11. For the assessment year 2002-03 no books of accounts were maintained by the assessee-appellant. The Assessing Officer, after scrutiny and examination of the details requisitioned by him, finalized the assessment on the same reasoning which were recorded in respect of preceding two assessment years. Nevertheless it was the assessee's contention before the Assessing Officer that the sales so assessed by the survey team may be adopted for this assessment year because the C.B.R. had directed all the Assessing Officers to adopt the sales assessed by the survey team provided the declared sales are less whereas in the present case it is otherwise. But the Assessing Officer proceeded to estimate sales at Rs.96,25,000 by raising the last assessed sales by 10% against declared at Rs.40,37,750.

12. Since we have discarded the reasonings advanced by the Assessing Officer while formulating the assessment in respect of preceding two assessment years and directed to accept the declared trading version, thus those are also ignored in order to dispose of the appeal for this year. Resultantly we will have to fall back to the history of the case, if any is available. The history chart furnished before us depicts that there is a remote history of the case which pertains to assessment year 1994-95. Thereafter, the assessments till the assessment year 1999-2000 were made under the scheme of self-assessment. Hence, history of the case is not being followed. Admittedly the assessee has declared better turnover in this assessment year qua assessed by the survey team. Coupled with it average stock of shoes was available with the assessee at Rs.650,000 (opening stock of Rs.610,500 and closing stock of Rs.705,500) as was declared in the income tax return and was not objected by the Assessing Officer. If this average stock is to be rotated to six times, the sales are evolved at Rs.39,50,000. Viewing the facts of the case in its entirety, the sales for this assessment year are fastened at Rs.43,00,000.
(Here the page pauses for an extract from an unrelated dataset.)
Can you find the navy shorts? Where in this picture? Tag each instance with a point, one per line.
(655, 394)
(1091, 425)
13. Coming to the profit and loss additions, having taken regard to the volume of turnover, the expenses claimed under the head travelling, entertainment, miscellaneous conveyance are hereby deleted for the assessment years 2000-01 and 2001-02 and also the addition made in conveyance A/c and over time encashment A/c is knocked off for the assessment year 2002-03. The disallowances made under the head telephone and mobile phones are maintained being reasonable.

14. In the result all the three appeals are, accordingly, disposed of to the extent and in the manner indicated above.

C.M.A./9/Tax(Trib.)Order accordingly.